У них тогда тоже, когда они били, был чужой бой в чужое тело. Хроника об этом не пишет. Хроника пишет: «поразил в шею». Хроника не пишет, что этот молодой прус, которому в «поразил в шею» отвели строку, тоже имел мать, возможно, такое же круглое молодое лицо и такое же короткое удивление в глазах.
Я стоял у стенки «уса» и, в первый раз за последние двенадцать лет с тех пор, как я начал серьёзно заниматься историей Тевтонского ордена, подумал одну мысль, которую раньше никогда додумать до конца не умел.
Хроники, которые я читал всю свою сознательную жизнь, — лгут. Не на фактах. На масштабах.
Они сокращают человека, которого рыцарь убил, до строки «поразил». В этой строке — чей-то сын. Чей-то брат. Чей-то жених. И если я, читая эти хроники, в прошлой жизни иронически помянул «средневековый пафос», то я в этот момент, в октябре четырнадцатого, в галицийской канаве, со слабым тусклым запахом чужой крови на моих сапогах, впервые увидел, что средневековый пафос — это не пафос. Это то, что остаётся, когда человек у тебя на глазах переходит в строку.
Я вернулся в землянку к пяти.
Фёдор Тихонович уже не спал. Он варил утренний чай. Буржуйка дышала ровно. Ковальчук за перегородкой похрапывал.

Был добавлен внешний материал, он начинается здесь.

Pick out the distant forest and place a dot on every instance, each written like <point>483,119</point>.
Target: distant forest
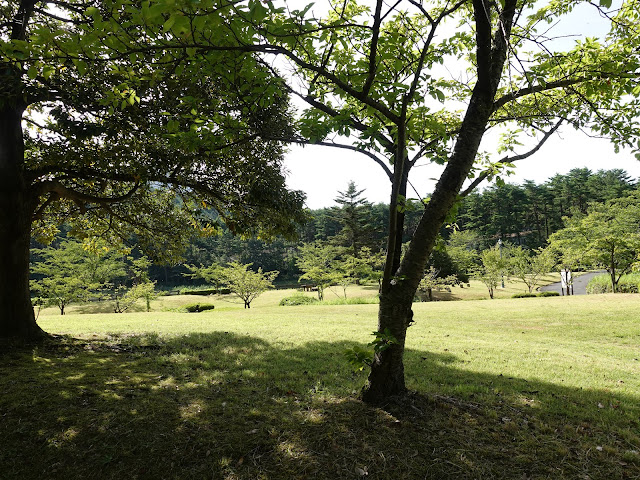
<point>523,214</point>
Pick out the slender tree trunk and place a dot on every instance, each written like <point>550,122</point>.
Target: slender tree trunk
<point>386,378</point>
<point>17,319</point>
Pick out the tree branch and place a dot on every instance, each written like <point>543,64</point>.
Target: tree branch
<point>515,158</point>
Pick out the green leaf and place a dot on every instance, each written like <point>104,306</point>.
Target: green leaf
<point>82,67</point>
<point>169,23</point>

— Сергей Николаич. Походили?
— Походил.
— Лучше?
— Не знаю. Но тише.
— «Тише» — это, барин, хорошо. «Тише» к утру обычно приходит. Это я сам знаю, у меня со дня, как я во вторую ночь после первого моего убитого встал сам из землянки, прошло тридцать девять лет. Я тогда тоже тише к утру пришёл.
Он сказал это совершенно ровно, наливая мне чай, и я впервые сообразил, что Фёдор Тихонович, крестьянин шестьдесят восьмого года, в своё первое убийство русско-турецкую войну не пошёл, но где-то, на каком-то своем маленьком фронте, всё-таки убил первого человека, и у него тоже была вторая ночь. И вторая ночь у него была, очевидно, в девятьсот четвёртом или пятом в Маньчжурии, но, может быть, и раньше: я о Фёдоре Тихоновиче знал не всё.